Features
Possible features for training, validation and test data.
- src.features.features.POS(sentence: str)[source]
Returns Number of nouns, adjectives and verbs in a sentence
- Parameters
sentence (str) – Sentence as string
- Returns
Number of nouns adj (int): Number of adjectives vetbs (int): Number of verbs
- Return type
nouns (int)
- src.features.features.characters(sentence: str)[source]
Returns length of sentence, not considering whitespaces
- Parameters
sentence (str) – Sentence as string
- Returns
Length of sentence as int
- Return type
(int)
- src.features.features.cosine_similarity_score(embedding_1: list, embedding_2: list)[source]
Calculates cosine similarity between two word embeddings.
- Parameters
embedding_1 (list) – List contaning word embedding
embedding_2 (list) – List contaning word embedding
- Returns
Cosine similarity between two word embeddings
- Return type
cosine_similarity (float)
- src.features.features.difference(doc_count, query_count)[source]
Returns the absolut difference between doc_count and query_count
- Parameters
doc_count (int) –
query_count (int) –
- Returns
Absolut difference between doc_count and query_count
- Return type
(int)
- src.features.features.euclidean_distance_score(embedding_1: list, embedding_2: list)[source]
Calculates euclidean distance between two word embeddings.
- Parameters
embedding_1 (list) – List contaning word embedding
embedding_2 (list) – List contaning word embedding
- Returns
Euclidean distance between two word embeddings
- Return type
euclidean_distances (float)
- src.features.features.jaccard(token_vector_1: list, token_vector_2: list)[source]
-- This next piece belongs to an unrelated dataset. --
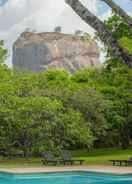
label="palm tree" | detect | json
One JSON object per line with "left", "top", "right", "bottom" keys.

Calculates jaccard coefficient between two lists of tokens
- Parameters
token_vector_1 (list) – List contaning tokens
token_vector_2 (list) – List contaning tokens
- Returns
Jaccard coefficient as float
- Return type
(float)
- src.features.features.manhattan_distance_score(embedding_1: list, embedding_2: list)[source]
Calculates manhatten distance between two word embeddings.
- Parameters
embedding_1 (list) – List contaning word embedding
embedding_2 (list) – List contaning word embedding
- Returns
Manhatten distance between two word embeddings
- Return type
manhattan_distances (float)
- src.features.features.polarisation(sentence: str)[source]
Returns the polarisation of a sentence
- Parameters
sentence (str) – Sentence as string
- Returns
float within the range [-1.0, 1.0]
- Return type
polarisation (int)
- src.features.features.relative_difference(doc_count, query_count)[source]
Returns the relative difference between doc_count and query_count
- Parameters
doc_count (int) –
query_count (int) –
- Returns
Relative difference between doc_count and query_count
- Return type
(float)